Good, thank you ! This fix requires only an update of the MGM, correct ?
But with this, we will still have remaining xsmap files previously created ? Would they be ignored even if present (that would be ideal) ? Otherwise, any way to remove them ? Since we have to keep the ones for rain6 files, a mere find of the filsystems doesn’t seem on option. Maybe could they be removed on demand during some verify or resync command ? Unless this has no sense…

OK for the TPC part, and for the full boot. Indeed, the full resync seems now almost automatic if the FST wasn’t shutdown correctly. Previously, we could avoid full resync most of the time, even for our cases of sudden reboot of the system. But I get you, better be on the safe side, this sounds right.

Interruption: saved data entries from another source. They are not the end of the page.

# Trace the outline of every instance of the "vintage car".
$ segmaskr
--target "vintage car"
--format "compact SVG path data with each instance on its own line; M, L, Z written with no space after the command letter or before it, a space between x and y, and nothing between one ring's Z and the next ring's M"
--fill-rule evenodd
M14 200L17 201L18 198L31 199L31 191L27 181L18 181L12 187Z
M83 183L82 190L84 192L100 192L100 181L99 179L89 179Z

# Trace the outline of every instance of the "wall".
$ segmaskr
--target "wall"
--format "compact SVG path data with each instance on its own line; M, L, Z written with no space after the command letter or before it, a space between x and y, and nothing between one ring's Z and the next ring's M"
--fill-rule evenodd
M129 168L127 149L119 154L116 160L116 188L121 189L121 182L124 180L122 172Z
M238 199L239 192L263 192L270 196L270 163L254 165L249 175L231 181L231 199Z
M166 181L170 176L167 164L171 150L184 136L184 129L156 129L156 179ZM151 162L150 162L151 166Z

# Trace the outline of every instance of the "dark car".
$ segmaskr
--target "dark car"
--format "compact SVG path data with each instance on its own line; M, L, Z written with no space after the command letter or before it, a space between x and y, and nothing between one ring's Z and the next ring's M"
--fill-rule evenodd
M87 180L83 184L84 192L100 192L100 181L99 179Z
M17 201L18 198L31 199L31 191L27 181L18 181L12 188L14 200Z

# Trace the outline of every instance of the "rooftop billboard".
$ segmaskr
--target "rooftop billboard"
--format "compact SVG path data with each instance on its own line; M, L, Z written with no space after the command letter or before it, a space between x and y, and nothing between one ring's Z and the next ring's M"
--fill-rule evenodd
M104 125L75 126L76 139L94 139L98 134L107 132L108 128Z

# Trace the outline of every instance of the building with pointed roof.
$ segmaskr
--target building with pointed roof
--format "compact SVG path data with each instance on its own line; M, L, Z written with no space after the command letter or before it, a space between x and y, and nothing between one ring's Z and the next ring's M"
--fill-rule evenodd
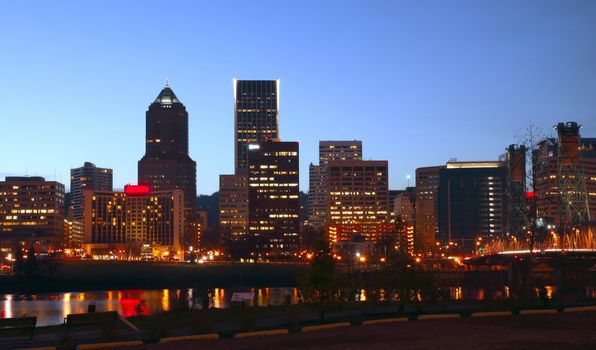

Yes, this requires an update of the MGM. The old xsmap file are ignored. They are still used and created for RAIN files.

OK, thank you. So after upgrade we would not need to bother about the xsmap files, and errors while draining or balancing, nor scandisk reports of block checksum corruption will be seen, right ?

I realized that on a separate test instance, running mixed 4.2.12 and 4.2.17, balancing of files don’t create the xsmap files. How could that be ? Is there some specific condition triggering them ? Some historical parameters of the files ?

What makes a difference is that setting the default “replica” layout in recent versions doesn’t set anymore the sys.blockchecksum attribute. That’s why when you test it in a new instance or a newly created directory where you do "attr set default=replica " you won’t see the blockxs files begin created even when drained or balanced.

In your (initial) case, probably those directories where created (long time ago in the beryl_aquamarine version) when the command also enforced the sys.blockchecksum extended attribute.

Ah OK, so we could mitigate the problem immediately by changing this attribute on the most used folders to avoid creation of blockchecksum from new files ?

Yes, to avoid creating blockxs files for drained/balanced files from those dirs.